Witsies avoid initiation cut

SOME women students at Wits are being pressured by families to attend initiation school, forcing them to choose between their education and their culture—and possible “genital alteration”.

Two female students from Wits, one in her first year, the other in second, said they faced judgement and scorn from their families for choosing to stay at university rather than attend a “compulsory” initiation school in Venda. Both students asked not to be named for fear of being treated differently by their peers.

All initiation schools involve compulsory tests of virginity, during which elderly “gogos” look or insert fingers into the young women’s vaginas to determine if the hymen has been broken. Many also involve forms of “genital alteration” to make intercourse more pleasurable
to men.

The first-year student, currently studying politics, said her aunt accused her of not being a virgin and of engaging in premarital sex. She said her current “situation” was the main reason behind her reluctance, since these schools included a compulsory virginity test.

“They [the family] have accused me of trying to embarrass them. I’ve been told I will be a bad wife, because I am too headstrong,”
she said.

Both women said their families disapproved of their using their studies to avoid attending the school. Both were subjected to ridicule from their peers at home, as they were seen as “inadequate”.
“Sometimes I dread going to the village,” said one. “Some of the girls call us trees, just growing without discipline.”

“Some include training on how to please your husband both sexually and mentally … They teach a woman how to learn her place.”

She said the reason behind her reluctance to go to an initiation school is that she did not want to be “violated” with possible genital alteration.
Mercy Manci, a traditional healer and community activist from the Eastern Cape, said she knew of several initiation schools in
different tribes.

“These schools vary from tribe to tribe. Some include training on how to please your husband both sexually and mentally,” she said. “They teach a woman how to learn her place.”

Different forms of genital alteration were practised in different schools. “There is a practice where females are supposed to tug on the inner labia repeatedly until it stretches to a certain length and there is another where they are to squeeze and slice the clitoris in the middle. This ensures that the male genitalia does not slip out during sex and that the intercourse
lasts longer.”

However, not all initiation schools practised genital alteration, Manci said. The initiation can last anywhere from seven days to two weeks, starting with a compulsory virginity test. If a girl was found to be “whole” [a virgin] the old women would ululate, but if a girl was found to be “damaged”, the old women would sound their disapproval loudly.
The virginity test was then followed by teachings on behaviour in male company, reproductive health, sexuality and how to run a household. The women had to avoid certain foods during initiation since these were believed to arouse them. They had to eat traditional foods like umnqusho (samp) and sweet potatoes to “strengthen her endurance and core”.

During initiation, girls dressed in a certain way and painted their faces with clay. This signalled their unity with the ground and their ancestors. Each returned to her family for a graduation ceremony, after which they were seen as “ripe” and traditionally ready for marriage.

Female initiation schools are still a common part of the compulsory rite of passage into womanhood – some operating secretly and others publicly. They are meant to equip young women with “all that is needed in the journey to becoming a ‘good wife’.”

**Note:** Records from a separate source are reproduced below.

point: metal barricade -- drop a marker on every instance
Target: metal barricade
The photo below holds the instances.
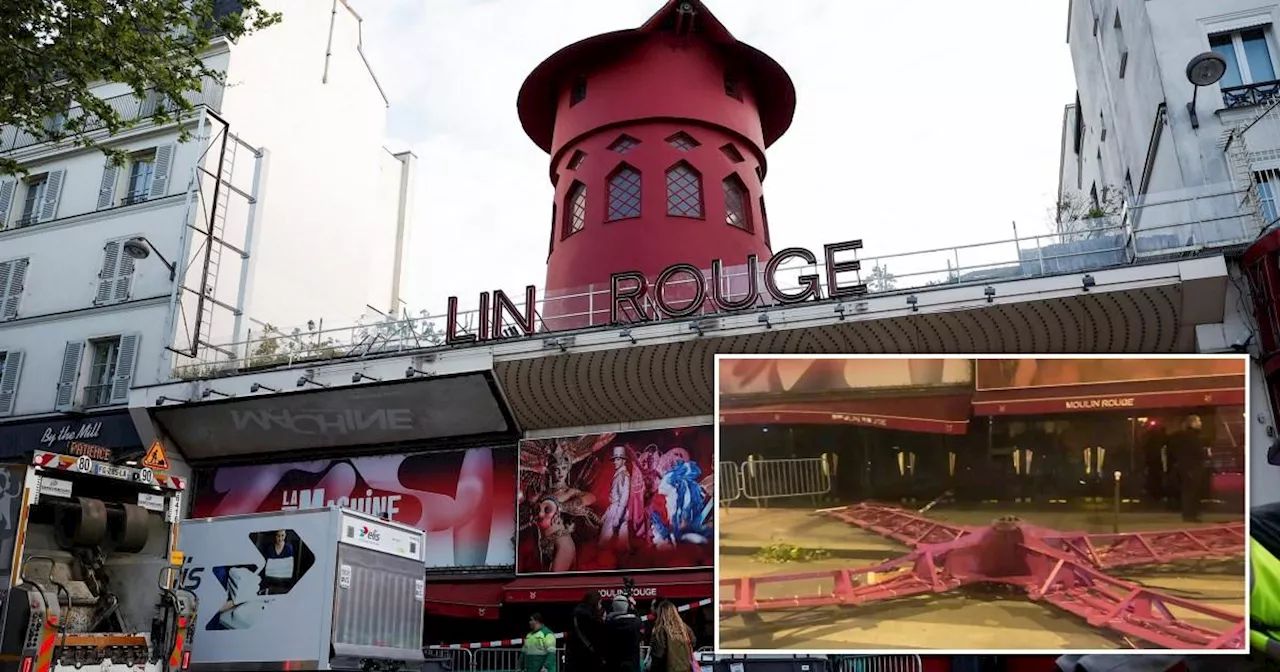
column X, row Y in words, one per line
column 728, row 483
column 778, row 479
column 449, row 659
column 880, row 663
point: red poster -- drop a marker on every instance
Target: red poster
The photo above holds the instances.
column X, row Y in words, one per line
column 606, row 502
column 464, row 499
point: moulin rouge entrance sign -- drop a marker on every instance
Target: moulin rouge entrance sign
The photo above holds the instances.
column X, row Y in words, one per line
column 629, row 291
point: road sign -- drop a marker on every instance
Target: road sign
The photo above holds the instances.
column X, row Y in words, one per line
column 156, row 458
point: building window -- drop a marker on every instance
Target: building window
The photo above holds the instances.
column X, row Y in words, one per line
column 731, row 152
column 624, row 193
column 624, row 144
column 684, row 191
column 32, row 200
column 1266, row 192
column 575, row 209
column 732, row 88
column 142, row 170
column 737, row 213
column 105, row 356
column 682, row 141
column 1247, row 54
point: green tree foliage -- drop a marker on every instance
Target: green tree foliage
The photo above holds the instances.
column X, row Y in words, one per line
column 54, row 51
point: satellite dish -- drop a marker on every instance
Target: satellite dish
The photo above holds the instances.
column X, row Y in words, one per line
column 137, row 248
column 1206, row 69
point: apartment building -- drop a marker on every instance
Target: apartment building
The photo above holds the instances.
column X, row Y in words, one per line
column 112, row 277
column 1182, row 169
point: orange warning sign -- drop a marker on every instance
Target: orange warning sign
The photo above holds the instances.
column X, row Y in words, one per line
column 155, row 458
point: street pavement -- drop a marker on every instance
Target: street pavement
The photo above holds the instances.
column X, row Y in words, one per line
column 973, row 620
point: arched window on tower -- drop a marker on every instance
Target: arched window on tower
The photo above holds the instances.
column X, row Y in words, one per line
column 737, row 211
column 684, row 191
column 624, row 193
column 575, row 209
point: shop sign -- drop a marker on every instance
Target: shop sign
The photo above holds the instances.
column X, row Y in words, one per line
column 629, row 289
column 1100, row 403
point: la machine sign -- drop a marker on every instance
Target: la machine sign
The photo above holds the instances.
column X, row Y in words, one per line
column 629, row 291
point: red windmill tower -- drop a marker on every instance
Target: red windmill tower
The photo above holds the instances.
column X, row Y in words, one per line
column 657, row 140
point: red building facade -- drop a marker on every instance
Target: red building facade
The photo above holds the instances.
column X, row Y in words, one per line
column 657, row 140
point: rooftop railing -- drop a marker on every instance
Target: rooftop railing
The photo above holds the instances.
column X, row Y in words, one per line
column 1176, row 224
column 128, row 106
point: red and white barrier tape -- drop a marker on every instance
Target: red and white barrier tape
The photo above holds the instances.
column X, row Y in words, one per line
column 519, row 641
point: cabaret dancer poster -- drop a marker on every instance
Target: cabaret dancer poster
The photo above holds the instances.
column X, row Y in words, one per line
column 616, row 502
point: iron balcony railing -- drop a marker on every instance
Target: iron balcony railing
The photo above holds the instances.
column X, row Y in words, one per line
column 128, row 106
column 1249, row 95
column 1176, row 224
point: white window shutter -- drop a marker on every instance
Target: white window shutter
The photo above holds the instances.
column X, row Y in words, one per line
column 9, row 375
column 160, row 178
column 126, row 360
column 10, row 293
column 7, row 190
column 69, row 375
column 53, row 193
column 106, row 192
column 123, row 282
column 106, row 277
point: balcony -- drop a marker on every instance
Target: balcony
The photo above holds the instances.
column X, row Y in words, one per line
column 1249, row 95
column 128, row 106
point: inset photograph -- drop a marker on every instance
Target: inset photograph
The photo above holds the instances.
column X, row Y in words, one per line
column 982, row 503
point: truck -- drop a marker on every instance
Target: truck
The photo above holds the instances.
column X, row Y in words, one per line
column 91, row 577
column 305, row 589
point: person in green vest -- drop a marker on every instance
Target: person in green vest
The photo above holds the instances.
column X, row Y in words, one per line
column 539, row 650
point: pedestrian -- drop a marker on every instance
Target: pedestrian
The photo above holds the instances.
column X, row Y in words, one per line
column 583, row 650
column 622, row 636
column 539, row 650
column 671, row 648
column 1192, row 461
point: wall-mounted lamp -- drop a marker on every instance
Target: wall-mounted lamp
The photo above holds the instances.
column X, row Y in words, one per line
column 140, row 248
column 210, row 392
column 1203, row 69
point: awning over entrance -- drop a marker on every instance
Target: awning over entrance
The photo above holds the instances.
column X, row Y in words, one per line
column 933, row 415
column 1137, row 396
column 472, row 599
column 675, row 585
column 324, row 419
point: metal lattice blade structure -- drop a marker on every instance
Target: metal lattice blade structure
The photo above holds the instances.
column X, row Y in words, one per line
column 1060, row 568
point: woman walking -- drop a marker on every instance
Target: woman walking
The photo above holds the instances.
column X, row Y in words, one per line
column 672, row 643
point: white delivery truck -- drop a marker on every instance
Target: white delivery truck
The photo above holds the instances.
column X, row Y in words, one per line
column 91, row 580
column 311, row 589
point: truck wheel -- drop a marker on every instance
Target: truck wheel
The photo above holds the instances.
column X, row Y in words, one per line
column 81, row 522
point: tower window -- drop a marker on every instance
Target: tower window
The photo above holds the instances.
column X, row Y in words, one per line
column 575, row 209
column 684, row 191
column 624, row 193
column 624, row 144
column 732, row 154
column 682, row 141
column 731, row 87
column 736, row 211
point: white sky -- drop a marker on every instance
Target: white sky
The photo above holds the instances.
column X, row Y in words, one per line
column 918, row 124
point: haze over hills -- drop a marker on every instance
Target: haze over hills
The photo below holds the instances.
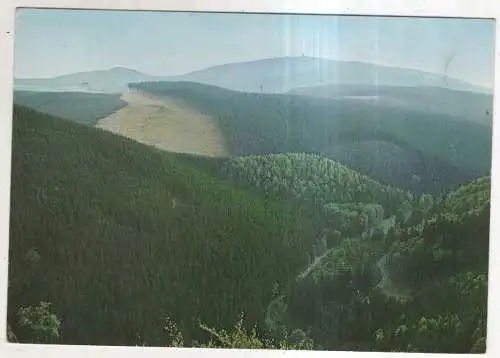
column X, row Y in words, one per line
column 114, row 80
column 281, row 74
column 476, row 107
column 272, row 75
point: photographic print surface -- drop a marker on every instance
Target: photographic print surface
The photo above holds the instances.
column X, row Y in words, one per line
column 251, row 181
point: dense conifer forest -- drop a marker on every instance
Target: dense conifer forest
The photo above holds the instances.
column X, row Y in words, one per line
column 279, row 246
column 409, row 149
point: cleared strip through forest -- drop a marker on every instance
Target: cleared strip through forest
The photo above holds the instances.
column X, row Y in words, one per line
column 167, row 124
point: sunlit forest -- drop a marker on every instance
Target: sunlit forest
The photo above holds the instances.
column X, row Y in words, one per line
column 279, row 245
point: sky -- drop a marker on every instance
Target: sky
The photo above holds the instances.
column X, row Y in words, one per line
column 56, row 42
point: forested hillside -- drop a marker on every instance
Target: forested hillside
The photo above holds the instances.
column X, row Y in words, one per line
column 86, row 108
column 133, row 245
column 428, row 294
column 116, row 235
column 420, row 152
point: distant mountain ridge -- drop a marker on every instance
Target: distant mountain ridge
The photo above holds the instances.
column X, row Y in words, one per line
column 473, row 106
column 114, row 80
column 272, row 75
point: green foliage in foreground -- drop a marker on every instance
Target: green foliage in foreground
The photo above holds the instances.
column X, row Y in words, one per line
column 38, row 324
column 85, row 108
column 415, row 151
column 431, row 295
column 116, row 234
column 312, row 178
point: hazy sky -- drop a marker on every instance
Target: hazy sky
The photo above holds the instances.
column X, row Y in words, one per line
column 55, row 42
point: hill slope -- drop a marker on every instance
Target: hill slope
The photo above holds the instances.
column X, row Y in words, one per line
column 430, row 295
column 472, row 106
column 85, row 108
column 408, row 149
column 114, row 80
column 166, row 124
column 117, row 235
column 271, row 75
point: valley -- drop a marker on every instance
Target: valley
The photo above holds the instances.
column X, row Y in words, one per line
column 287, row 218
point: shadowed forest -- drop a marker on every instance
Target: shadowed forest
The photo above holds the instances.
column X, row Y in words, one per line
column 207, row 211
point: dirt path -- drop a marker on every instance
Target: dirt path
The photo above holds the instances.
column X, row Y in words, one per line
column 386, row 285
column 315, row 263
column 166, row 124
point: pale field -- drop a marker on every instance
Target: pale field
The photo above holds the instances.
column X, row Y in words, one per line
column 166, row 124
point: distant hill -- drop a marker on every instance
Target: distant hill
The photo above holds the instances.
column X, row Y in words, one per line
column 473, row 106
column 114, row 80
column 282, row 74
column 412, row 150
column 82, row 107
column 273, row 75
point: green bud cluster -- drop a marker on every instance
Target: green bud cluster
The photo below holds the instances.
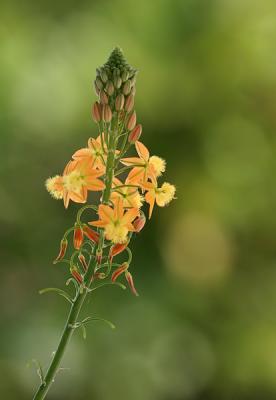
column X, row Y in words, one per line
column 115, row 83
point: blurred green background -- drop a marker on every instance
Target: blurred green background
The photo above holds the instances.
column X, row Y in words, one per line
column 204, row 326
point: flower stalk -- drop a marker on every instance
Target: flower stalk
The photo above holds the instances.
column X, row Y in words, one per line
column 96, row 168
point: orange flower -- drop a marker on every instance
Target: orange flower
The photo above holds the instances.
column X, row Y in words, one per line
column 78, row 178
column 116, row 221
column 129, row 195
column 144, row 166
column 94, row 152
column 161, row 196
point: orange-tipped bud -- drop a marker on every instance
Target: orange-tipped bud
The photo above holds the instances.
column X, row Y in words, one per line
column 139, row 222
column 62, row 250
column 103, row 97
column 97, row 112
column 119, row 271
column 99, row 275
column 83, row 262
column 99, row 256
column 92, row 235
column 75, row 273
column 117, row 82
column 129, row 103
column 131, row 122
column 135, row 134
column 109, row 88
column 127, row 88
column 119, row 102
column 107, row 113
column 131, row 283
column 78, row 237
column 117, row 249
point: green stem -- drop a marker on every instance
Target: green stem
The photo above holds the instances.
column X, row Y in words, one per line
column 81, row 295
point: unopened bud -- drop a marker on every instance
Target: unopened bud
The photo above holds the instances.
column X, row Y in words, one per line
column 83, row 262
column 107, row 113
column 104, row 76
column 117, row 82
column 131, row 122
column 103, row 97
column 129, row 103
column 109, row 88
column 125, row 75
column 135, row 134
column 119, row 271
column 78, row 237
column 131, row 283
column 139, row 222
column 97, row 112
column 126, row 87
column 98, row 83
column 75, row 273
column 62, row 250
column 119, row 102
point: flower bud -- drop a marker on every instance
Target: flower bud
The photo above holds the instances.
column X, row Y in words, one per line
column 92, row 235
column 125, row 75
column 75, row 273
column 109, row 88
column 107, row 113
column 103, row 97
column 104, row 76
column 131, row 283
column 139, row 222
column 98, row 83
column 97, row 90
column 119, row 271
column 126, row 87
column 62, row 250
column 78, row 237
column 119, row 102
column 135, row 134
column 96, row 112
column 131, row 122
column 129, row 103
column 117, row 82
column 83, row 262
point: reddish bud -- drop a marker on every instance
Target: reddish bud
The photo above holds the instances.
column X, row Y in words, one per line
column 83, row 262
column 131, row 283
column 119, row 102
column 107, row 113
column 78, row 237
column 109, row 88
column 62, row 250
column 139, row 222
column 135, row 134
column 129, row 103
column 131, row 122
column 99, row 275
column 117, row 249
column 127, row 87
column 92, row 235
column 75, row 273
column 119, row 271
column 103, row 97
column 97, row 112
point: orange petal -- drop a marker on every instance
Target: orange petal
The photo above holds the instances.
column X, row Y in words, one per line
column 142, row 150
column 105, row 213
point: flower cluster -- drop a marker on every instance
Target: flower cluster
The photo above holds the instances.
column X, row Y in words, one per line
column 125, row 183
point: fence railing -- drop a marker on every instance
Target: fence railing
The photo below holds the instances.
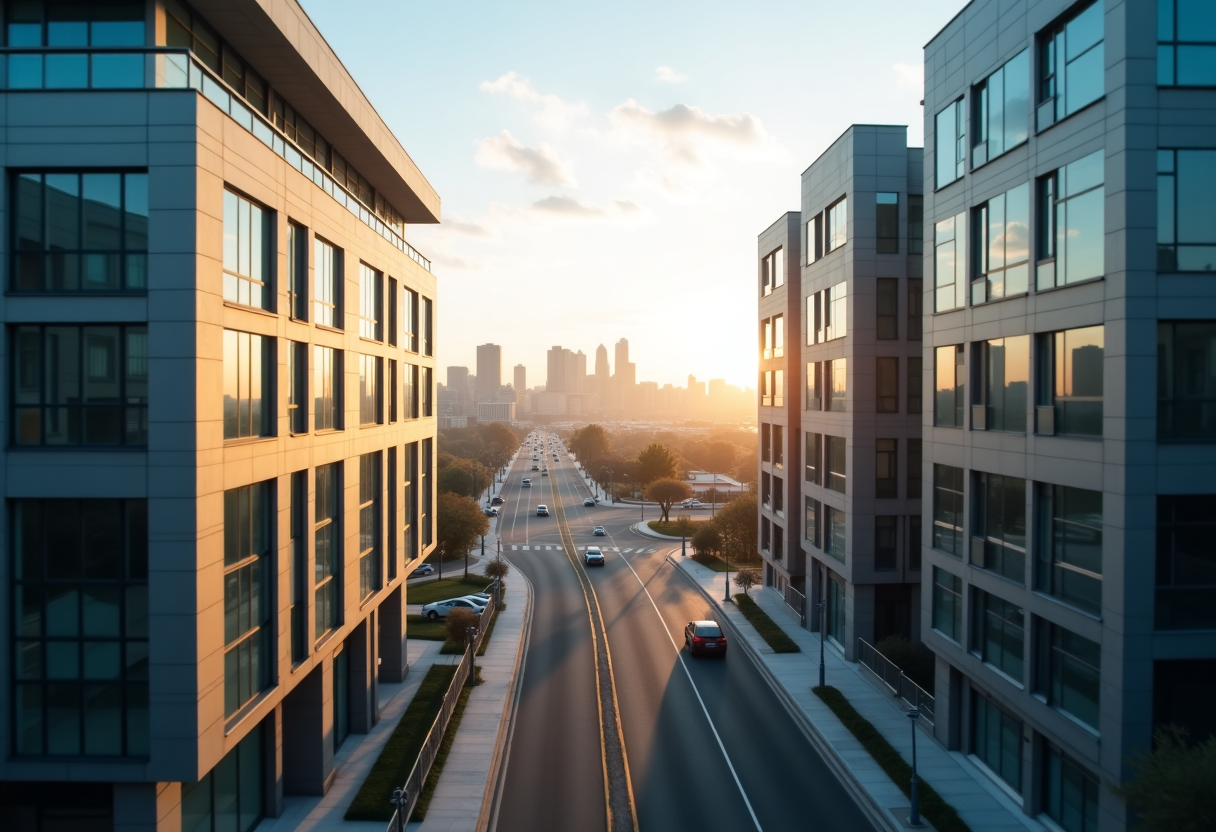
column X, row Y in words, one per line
column 898, row 681
column 412, row 787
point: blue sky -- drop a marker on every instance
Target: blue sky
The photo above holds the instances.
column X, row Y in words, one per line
column 606, row 168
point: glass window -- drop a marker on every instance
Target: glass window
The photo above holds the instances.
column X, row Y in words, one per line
column 1002, row 110
column 247, row 247
column 79, row 386
column 996, row 740
column 1186, row 204
column 327, row 538
column 326, row 284
column 79, row 601
column 1070, row 545
column 326, row 388
column 1186, row 34
column 888, row 308
column 887, row 376
column 1186, row 562
column 837, row 464
column 947, row 509
column 950, row 381
column 79, row 232
column 950, row 136
column 1071, row 204
column 248, row 657
column 1186, row 380
column 887, row 468
column 1003, row 366
column 1070, row 794
column 837, row 231
column 370, row 549
column 1070, row 67
column 947, row 603
column 887, row 223
column 950, row 263
column 248, row 393
column 1068, row 670
column 1070, row 381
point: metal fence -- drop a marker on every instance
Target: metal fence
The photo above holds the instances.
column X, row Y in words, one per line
column 898, row 681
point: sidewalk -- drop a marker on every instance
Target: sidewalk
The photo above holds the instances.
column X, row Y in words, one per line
column 980, row 803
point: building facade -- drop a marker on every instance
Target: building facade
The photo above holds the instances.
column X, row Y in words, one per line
column 219, row 417
column 1070, row 180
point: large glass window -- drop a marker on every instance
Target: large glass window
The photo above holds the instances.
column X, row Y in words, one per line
column 947, row 603
column 1003, row 386
column 247, row 248
column 248, row 657
column 79, row 384
column 996, row 740
column 79, row 232
column 998, row 634
column 1186, row 204
column 326, row 388
column 1071, row 72
column 1069, row 382
column 248, row 392
column 947, row 509
column 1070, row 545
column 1186, row 51
column 950, row 380
column 79, row 601
column 1186, row 380
column 950, row 138
column 327, row 538
column 950, row 263
column 1068, row 670
column 1071, row 234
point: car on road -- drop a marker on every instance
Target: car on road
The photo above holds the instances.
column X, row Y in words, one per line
column 440, row 608
column 704, row 639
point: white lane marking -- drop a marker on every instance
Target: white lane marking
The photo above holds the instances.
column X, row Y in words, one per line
column 699, row 701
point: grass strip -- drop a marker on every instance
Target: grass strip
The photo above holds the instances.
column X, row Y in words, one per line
column 765, row 625
column 400, row 752
column 940, row 814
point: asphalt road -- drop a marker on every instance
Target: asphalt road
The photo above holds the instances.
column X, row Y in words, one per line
column 708, row 743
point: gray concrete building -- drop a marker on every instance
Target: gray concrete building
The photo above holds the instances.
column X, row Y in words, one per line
column 219, row 440
column 1070, row 195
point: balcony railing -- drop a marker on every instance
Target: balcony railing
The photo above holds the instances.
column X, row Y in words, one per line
column 168, row 68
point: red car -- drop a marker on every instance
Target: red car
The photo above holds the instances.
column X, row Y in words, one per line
column 704, row 639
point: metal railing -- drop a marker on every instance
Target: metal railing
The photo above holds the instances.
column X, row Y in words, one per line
column 170, row 68
column 898, row 681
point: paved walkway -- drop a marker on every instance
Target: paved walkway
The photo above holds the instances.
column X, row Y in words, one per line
column 979, row 802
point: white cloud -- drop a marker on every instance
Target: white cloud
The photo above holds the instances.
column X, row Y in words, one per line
column 553, row 114
column 539, row 164
column 669, row 76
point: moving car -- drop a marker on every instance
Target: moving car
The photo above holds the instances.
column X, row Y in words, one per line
column 440, row 608
column 704, row 639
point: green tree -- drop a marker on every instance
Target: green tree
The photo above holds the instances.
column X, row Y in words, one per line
column 1172, row 790
column 666, row 493
column 653, row 462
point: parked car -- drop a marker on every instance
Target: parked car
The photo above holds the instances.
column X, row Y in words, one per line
column 440, row 608
column 704, row 639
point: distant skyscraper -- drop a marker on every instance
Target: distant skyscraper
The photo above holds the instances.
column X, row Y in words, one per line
column 489, row 372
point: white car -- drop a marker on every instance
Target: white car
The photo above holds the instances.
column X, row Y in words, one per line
column 440, row 608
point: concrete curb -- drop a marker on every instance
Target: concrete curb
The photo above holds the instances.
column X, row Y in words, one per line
column 877, row 814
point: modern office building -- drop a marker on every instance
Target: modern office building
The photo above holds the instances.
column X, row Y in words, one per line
column 1070, row 364
column 219, row 449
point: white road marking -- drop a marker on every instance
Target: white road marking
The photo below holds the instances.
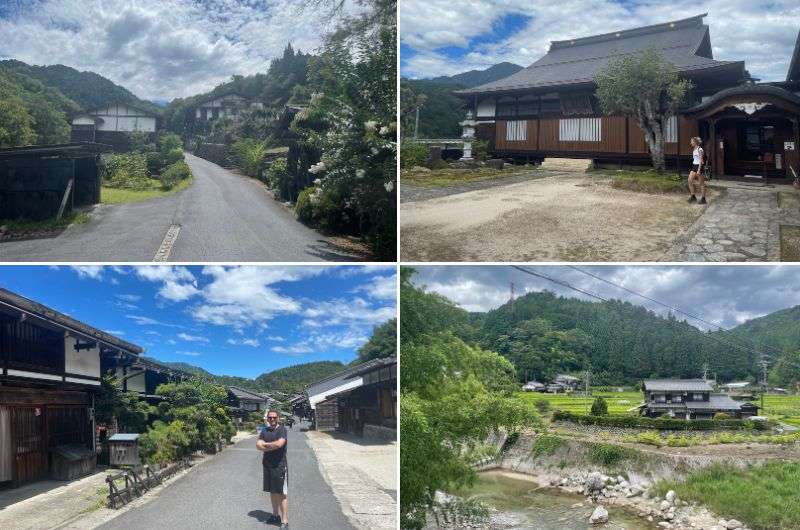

“They told me that if I don’t go then I won’t know how to handle my man.”

Tendani Makwarera, a Venda woman who once attended an initiation school, told Wits Vuvuzela the classes were designed to help a girl through the transition to womanhood and taught them how to behave in a marriage.
“I had to go when I was sixteen and it was compulsory. They told me that if I don’t go then I won’t know how to handle my man.”
She explained that she actually enjoyed the process, which lasted two weeks.

“When I look at the woman of today, they don’t have a long heart [endurance], which is why there are more divorces. When you look at the women who went there you see that they don’t divorce at all.”
Since she was the only girl in the family, she appreciated the lessons as she had no one else to teach her. She did agree that, initially, she was afraid of the older women who taught them since these women were said to do “funny things to you”.

Prof Robert Thornton teaches a course on ‘Sex, Culture and Society’ at Wits, which covers the area of Female Genital Modification, also referred to as Female Genital Mutilation, (FGM).
“Why it [initiation] raises so many questions is because it somehow opposes the popular, scientific culture that says that sex is somehow natural rather than cultural,” he said. “In fact in reality, we do have to learn how to do sex.

We have to learn how to fulfil those roles, which is done one way or another; either formally by the gogos and the rituals or fumbling about in the dark.”
He said the aim of these rituals was to legitimate the initiation, to give knowledge and validate the process of becoming a woman. According to the World Health Organisation (WHO), FGM procedures can cause severe bleeding and problems urinating, and later cysts, infections, infertility as well as complications in childbirth and increased risk of new-born deaths.
According to the WHO website: “FGM is recognized internationally as a violation of the human rights of girls and women.

“It reflects deep-rooted inequality between the sexes, and constitutes an extreme form of discrimination against women.”